What inspired the Bordelaise to use grapevines in their grilling fires
Every spring, once the region’s grapes have been harvested and hauled away for winemaking, the vines must be pruned back in preparation for the next growth cycle. The twig-like clippings, called sarments, are then dried, stored, and used throughout the rest of the year as fuel for fires. Once in a while, when an entire vineyard must be uprooted, the larger stalks and roots (called pieds de vigne or ceps de vigne) are treated the same way: cut, dried, and stored to use as firewood.

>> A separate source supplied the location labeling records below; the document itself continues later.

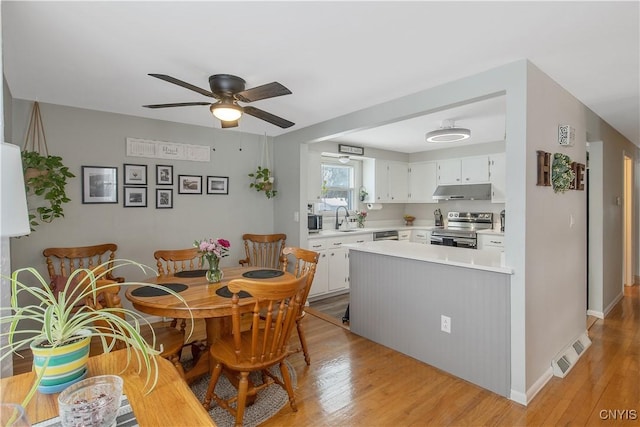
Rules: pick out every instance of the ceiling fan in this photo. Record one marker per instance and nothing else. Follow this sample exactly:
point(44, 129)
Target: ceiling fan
point(228, 90)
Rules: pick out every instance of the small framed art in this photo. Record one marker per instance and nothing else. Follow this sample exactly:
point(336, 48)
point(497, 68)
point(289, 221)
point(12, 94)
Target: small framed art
point(164, 175)
point(135, 174)
point(164, 198)
point(99, 184)
point(217, 185)
point(135, 197)
point(189, 184)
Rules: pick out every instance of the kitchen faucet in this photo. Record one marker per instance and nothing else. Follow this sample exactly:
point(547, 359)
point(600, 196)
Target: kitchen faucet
point(345, 217)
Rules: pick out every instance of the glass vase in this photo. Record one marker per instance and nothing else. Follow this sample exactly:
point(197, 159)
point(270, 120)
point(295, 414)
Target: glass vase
point(214, 274)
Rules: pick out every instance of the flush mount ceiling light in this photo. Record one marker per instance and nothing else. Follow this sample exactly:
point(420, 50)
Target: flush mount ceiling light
point(226, 110)
point(448, 133)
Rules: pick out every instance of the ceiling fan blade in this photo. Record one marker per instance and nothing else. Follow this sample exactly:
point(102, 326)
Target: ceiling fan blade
point(268, 117)
point(229, 124)
point(270, 90)
point(179, 104)
point(183, 84)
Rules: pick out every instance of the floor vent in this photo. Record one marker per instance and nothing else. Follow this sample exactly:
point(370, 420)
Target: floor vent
point(566, 359)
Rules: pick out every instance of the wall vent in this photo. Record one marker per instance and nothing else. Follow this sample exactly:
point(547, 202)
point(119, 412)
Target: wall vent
point(566, 359)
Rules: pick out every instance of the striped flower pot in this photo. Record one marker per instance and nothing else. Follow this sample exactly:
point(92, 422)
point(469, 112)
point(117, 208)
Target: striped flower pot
point(66, 364)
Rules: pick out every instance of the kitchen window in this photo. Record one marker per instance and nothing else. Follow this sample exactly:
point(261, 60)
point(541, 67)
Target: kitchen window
point(338, 185)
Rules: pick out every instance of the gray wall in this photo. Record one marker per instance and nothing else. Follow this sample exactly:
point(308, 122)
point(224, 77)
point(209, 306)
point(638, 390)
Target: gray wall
point(91, 138)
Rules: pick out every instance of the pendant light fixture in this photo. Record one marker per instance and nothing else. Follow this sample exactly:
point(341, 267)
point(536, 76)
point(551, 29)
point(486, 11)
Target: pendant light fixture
point(448, 133)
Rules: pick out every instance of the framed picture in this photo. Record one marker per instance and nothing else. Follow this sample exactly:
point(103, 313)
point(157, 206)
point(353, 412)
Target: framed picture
point(135, 197)
point(164, 198)
point(135, 174)
point(99, 184)
point(217, 185)
point(164, 175)
point(189, 184)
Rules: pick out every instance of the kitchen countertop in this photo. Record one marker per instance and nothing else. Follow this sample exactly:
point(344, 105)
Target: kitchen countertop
point(460, 257)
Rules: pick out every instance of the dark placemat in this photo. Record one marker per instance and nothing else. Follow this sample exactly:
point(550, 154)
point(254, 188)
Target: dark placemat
point(191, 273)
point(149, 291)
point(262, 274)
point(226, 293)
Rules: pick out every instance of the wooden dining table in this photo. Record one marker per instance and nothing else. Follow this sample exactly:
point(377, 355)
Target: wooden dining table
point(170, 403)
point(202, 302)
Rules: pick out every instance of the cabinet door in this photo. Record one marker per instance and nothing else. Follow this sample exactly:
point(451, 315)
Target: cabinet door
point(498, 177)
point(449, 171)
point(320, 283)
point(475, 170)
point(398, 182)
point(314, 177)
point(423, 180)
point(338, 269)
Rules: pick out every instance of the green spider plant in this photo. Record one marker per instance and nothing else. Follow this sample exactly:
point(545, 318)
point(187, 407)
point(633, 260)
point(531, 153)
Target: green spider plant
point(62, 322)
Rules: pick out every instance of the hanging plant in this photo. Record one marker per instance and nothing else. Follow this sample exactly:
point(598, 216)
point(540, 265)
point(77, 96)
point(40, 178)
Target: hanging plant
point(561, 173)
point(45, 176)
point(263, 181)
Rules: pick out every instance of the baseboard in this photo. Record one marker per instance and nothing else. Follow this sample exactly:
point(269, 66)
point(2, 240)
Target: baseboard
point(613, 304)
point(526, 398)
point(594, 313)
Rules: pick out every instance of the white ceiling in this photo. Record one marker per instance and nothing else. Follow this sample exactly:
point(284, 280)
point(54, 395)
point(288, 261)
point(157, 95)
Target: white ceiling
point(336, 57)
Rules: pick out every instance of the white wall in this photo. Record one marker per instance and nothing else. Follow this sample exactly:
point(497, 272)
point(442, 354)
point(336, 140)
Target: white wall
point(556, 229)
point(92, 138)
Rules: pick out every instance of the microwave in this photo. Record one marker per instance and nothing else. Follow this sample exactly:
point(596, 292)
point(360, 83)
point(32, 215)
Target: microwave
point(314, 223)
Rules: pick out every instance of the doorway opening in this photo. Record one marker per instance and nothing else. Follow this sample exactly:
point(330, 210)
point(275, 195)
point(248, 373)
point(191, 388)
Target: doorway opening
point(627, 221)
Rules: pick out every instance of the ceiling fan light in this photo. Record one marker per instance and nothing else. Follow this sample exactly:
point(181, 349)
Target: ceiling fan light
point(448, 135)
point(227, 112)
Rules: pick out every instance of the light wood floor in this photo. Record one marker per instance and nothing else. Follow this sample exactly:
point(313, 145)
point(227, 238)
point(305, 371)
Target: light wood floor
point(355, 382)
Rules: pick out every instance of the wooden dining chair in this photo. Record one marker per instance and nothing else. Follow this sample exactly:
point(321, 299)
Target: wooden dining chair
point(171, 261)
point(170, 339)
point(62, 262)
point(264, 345)
point(305, 263)
point(263, 250)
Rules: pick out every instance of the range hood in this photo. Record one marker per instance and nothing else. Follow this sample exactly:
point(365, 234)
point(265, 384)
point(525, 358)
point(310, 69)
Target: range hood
point(463, 192)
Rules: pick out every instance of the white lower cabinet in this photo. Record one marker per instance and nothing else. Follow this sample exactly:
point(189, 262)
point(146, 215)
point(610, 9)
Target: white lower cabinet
point(332, 271)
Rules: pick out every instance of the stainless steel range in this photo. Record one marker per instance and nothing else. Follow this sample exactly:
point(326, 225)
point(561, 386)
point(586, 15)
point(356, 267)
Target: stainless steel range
point(461, 229)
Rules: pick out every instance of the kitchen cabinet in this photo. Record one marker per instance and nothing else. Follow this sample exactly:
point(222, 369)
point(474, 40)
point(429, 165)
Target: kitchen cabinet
point(386, 181)
point(314, 177)
point(423, 180)
point(491, 242)
point(332, 271)
point(498, 177)
point(465, 170)
point(404, 235)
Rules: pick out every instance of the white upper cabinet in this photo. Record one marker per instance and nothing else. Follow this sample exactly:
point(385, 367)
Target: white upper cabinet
point(314, 177)
point(498, 177)
point(386, 181)
point(423, 180)
point(467, 170)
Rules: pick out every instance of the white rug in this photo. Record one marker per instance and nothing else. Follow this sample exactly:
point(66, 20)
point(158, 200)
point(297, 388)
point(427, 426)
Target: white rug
point(268, 402)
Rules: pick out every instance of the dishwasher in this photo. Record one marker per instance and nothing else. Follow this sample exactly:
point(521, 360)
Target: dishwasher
point(377, 235)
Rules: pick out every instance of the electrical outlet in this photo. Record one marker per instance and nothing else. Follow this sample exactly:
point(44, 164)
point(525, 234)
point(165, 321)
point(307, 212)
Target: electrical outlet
point(445, 324)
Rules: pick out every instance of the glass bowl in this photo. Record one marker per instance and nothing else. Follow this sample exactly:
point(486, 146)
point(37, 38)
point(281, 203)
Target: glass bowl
point(93, 402)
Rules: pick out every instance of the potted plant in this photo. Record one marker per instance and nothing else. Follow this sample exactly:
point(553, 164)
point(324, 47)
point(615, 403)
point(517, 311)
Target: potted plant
point(64, 325)
point(45, 176)
point(263, 181)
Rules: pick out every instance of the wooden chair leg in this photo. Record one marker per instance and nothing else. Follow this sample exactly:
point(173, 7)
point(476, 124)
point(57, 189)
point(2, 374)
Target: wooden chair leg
point(303, 342)
point(288, 386)
point(215, 376)
point(243, 388)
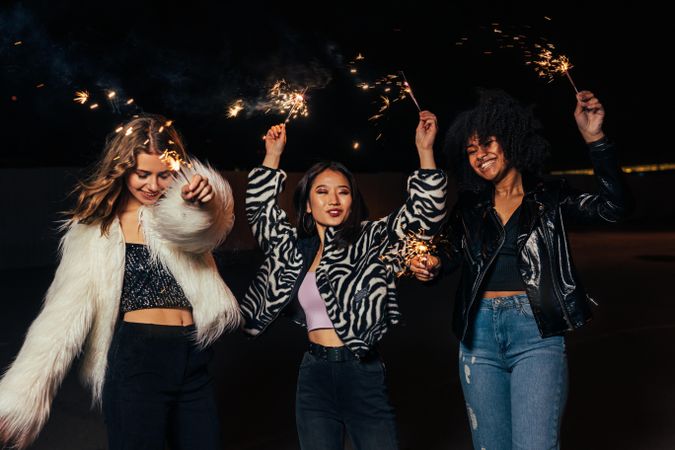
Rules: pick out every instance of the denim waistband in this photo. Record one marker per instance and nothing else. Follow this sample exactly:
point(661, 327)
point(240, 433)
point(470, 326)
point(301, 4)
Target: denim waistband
point(154, 330)
point(510, 301)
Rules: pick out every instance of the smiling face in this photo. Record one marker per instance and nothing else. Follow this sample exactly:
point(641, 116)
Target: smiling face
point(330, 199)
point(487, 158)
point(149, 179)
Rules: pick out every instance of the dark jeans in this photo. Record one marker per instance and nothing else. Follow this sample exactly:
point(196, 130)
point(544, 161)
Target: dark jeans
point(351, 396)
point(157, 390)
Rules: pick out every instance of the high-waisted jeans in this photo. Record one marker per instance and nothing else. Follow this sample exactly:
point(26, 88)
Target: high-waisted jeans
point(514, 381)
point(157, 390)
point(346, 397)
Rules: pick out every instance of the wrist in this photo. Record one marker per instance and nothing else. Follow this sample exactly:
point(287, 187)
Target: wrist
point(589, 138)
point(272, 161)
point(427, 160)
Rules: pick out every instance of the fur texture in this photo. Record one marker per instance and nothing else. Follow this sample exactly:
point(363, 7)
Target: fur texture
point(82, 304)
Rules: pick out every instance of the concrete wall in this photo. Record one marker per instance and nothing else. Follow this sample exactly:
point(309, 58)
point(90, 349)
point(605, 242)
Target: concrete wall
point(34, 197)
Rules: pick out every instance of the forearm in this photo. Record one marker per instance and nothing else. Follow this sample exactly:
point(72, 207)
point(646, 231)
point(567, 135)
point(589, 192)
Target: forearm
point(427, 160)
point(272, 161)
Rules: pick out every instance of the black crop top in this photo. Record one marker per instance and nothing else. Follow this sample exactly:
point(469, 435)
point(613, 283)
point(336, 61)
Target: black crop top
point(147, 284)
point(504, 274)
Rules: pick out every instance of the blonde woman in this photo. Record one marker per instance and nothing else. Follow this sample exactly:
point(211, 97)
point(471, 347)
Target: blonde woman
point(137, 290)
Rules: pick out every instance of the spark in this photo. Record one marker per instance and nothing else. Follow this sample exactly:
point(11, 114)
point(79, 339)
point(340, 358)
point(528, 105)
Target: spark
point(81, 97)
point(235, 108)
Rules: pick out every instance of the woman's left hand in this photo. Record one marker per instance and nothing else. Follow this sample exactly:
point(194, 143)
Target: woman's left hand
point(424, 139)
point(199, 190)
point(589, 115)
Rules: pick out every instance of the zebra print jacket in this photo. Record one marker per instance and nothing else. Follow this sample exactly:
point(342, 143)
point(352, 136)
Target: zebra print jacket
point(357, 285)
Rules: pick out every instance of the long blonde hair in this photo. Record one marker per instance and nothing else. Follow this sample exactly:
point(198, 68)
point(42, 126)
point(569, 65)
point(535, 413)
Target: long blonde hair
point(99, 195)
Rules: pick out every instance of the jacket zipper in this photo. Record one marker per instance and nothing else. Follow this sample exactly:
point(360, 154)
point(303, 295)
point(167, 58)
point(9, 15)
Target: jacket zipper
point(556, 286)
point(296, 287)
point(482, 275)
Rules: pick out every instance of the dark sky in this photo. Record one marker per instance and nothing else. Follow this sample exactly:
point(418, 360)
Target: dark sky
point(189, 62)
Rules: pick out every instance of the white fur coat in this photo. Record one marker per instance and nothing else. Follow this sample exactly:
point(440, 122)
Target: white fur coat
point(82, 304)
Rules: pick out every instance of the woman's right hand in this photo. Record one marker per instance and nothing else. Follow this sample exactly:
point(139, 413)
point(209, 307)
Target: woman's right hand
point(275, 141)
point(425, 268)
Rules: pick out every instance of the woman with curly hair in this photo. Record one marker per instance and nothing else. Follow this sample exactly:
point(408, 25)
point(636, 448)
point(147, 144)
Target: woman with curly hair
point(138, 291)
point(519, 292)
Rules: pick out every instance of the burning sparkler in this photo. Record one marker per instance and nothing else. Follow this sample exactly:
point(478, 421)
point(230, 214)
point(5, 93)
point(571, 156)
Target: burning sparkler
point(283, 98)
point(172, 159)
point(548, 65)
point(299, 106)
point(235, 108)
point(81, 97)
point(408, 89)
point(415, 245)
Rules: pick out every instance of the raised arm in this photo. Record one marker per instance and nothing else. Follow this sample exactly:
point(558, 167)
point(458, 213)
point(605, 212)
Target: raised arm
point(196, 217)
point(424, 209)
point(269, 223)
point(612, 202)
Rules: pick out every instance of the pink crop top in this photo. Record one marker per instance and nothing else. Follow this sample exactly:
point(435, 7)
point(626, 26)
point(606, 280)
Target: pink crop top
point(313, 305)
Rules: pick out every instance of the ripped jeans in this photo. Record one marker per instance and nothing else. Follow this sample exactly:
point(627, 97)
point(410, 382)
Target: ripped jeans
point(514, 381)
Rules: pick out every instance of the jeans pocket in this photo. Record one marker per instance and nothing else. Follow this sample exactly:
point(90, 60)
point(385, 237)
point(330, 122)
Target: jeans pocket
point(307, 360)
point(375, 366)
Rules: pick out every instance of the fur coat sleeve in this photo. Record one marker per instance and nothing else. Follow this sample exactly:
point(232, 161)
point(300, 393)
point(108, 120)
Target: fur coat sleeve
point(194, 227)
point(53, 340)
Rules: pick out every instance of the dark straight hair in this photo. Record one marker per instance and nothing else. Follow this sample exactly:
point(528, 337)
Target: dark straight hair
point(349, 230)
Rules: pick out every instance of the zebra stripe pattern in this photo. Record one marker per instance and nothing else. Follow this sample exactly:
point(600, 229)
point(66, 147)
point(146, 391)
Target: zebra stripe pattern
point(359, 288)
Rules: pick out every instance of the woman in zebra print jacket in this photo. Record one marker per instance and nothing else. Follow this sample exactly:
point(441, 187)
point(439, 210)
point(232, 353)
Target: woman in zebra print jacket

And while this practice is most commonly associated with Bordeaux, this grilling tradition turns up wherever grapes are grown. When I asked around to find out why vines are a popular choice for grilling, the answer was a pragmatic one. “We use what we have,” says Jérôme Sauvète, owner of Domaine Sauvète in the Loire Valley, who regularly holds barbecues for clients during the warmer months. The grills he uses are not fancy, more like a campfire with a grill. Using bunches of sarments as kindling, Sauvète adds larger pieces from the trunk and roots to keep the fire going, and once it gets a nice glow, the grill is set on top and is ready for use.
Grilling with grapevines isn’t just for outdoors either. Many older houses in the French countryside are equipped with large stone fireplaces that were—and still are—used for cooking, especially during the colder months. My in-laws, who live in the Dordogne region of France, have one in their living room that dates back a few hundred years and regularly use vine clippings to grill duck breasts, a regional specialty. The duck becomes perfumed with the delicate scent of the charred vines—perfect for pairing with a local red wine.
Tips and tricks for how to grill with grapevines at home
If you don’t happen to live in the French countryside, not to worry— there are more than 250 registered American Viticulture Areas (AVAs) in the US, so chances are high that you may live close enough to a vineyard to get your hands on some clippings.
- Ensure your wood is dry. You want the clippings to be dry enough to snap when bent. “Green or damp grapevine trimmings won’t catch fire or burn properly,” says Raichlen.
- Have plenty of grapevine trimmings on hand. Raichlen notes that they burn up quickly and you’ll want enough to replenish the fire, especially if you expect to cook larger quantities.
- Any varietal will do. In Bordeaux, they typically use Cabernet Sauvignon, Merlot, and Cabernet Franc vines since those are the most planted varietals in the region, but it doesn’t really matter. (Just be sure that the vines you use are minimally treated—organic vines are recommended.)
And prepare to celebrate the joy of le barbecue!